«`html
Gelato-30B-A3B: A State-of-the-Art Grounding Model for GUI Computer-Use Tasks
Researchers from ML Foundations have introduced Gelato-30B-A3B, a grounding model designed to enhance AI agents’ ability to find and click specific on-screen elements based on natural language instructions. This model is trained on the Click 100k dataset and demonstrates significant accuracy improvements over previous models, including GTA1-32B and larger vision-language models like Qwen3-VL-235B-A22B-Instruct.
Understanding the Target Audience
The primary audience for Gelato-30B-A3B includes:
- AI researchers and developers looking for advanced grounding models.
- Business managers interested in implementing AI solutions for GUI tasks.
- Technical teams focused on enhancing user interaction with software applications.
Key pain points for this audience include:
- Difficulty in achieving reliable AI interactions with diverse graphical user interfaces.
- Challenges in integrating AI models into existing workflows.
- Need for improved accuracy in AI-driven tasks to enhance productivity.
Their goals involve:
- Implementing AI solutions that can accurately interpret user commands.
- Reducing the time and effort required for software navigation.
- Enhancing user experience through seamless AI interactions.
Interests include:
- Latest advancements in AI and machine learning.
- Practical applications of AI in business environments.
- Data-driven insights into user behavior and software usage.
Preferred communication methods are likely to be:
- Technical documentation and research papers.

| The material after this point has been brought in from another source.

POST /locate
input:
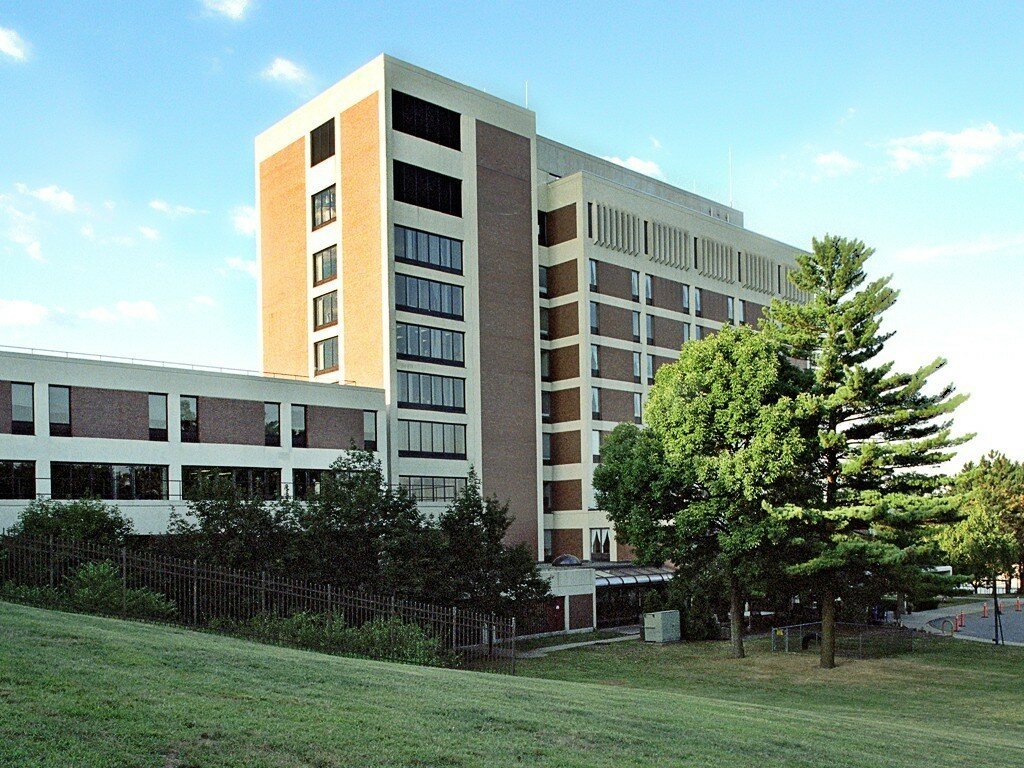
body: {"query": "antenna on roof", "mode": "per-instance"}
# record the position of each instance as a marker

- Webinars and online tutorials.
- Community forums and discussions on platforms like GitHub and Reddit.
What Gelato-30B-A3B Does in an Agent Stack
Gelato-30B-A3B is a 31B parameter model that fine-tunes Qwen3-VL-30B-A3B Instruct using a mixture of experts architecture. It processes a screenshot and a textual instruction to produce a single click coordinate as output. This model acts as a modular grounding component, allowing a planner model, such as GPT-5, to determine high-level actions and utilize Gelato for precise click resolutions across various operating systems and applications.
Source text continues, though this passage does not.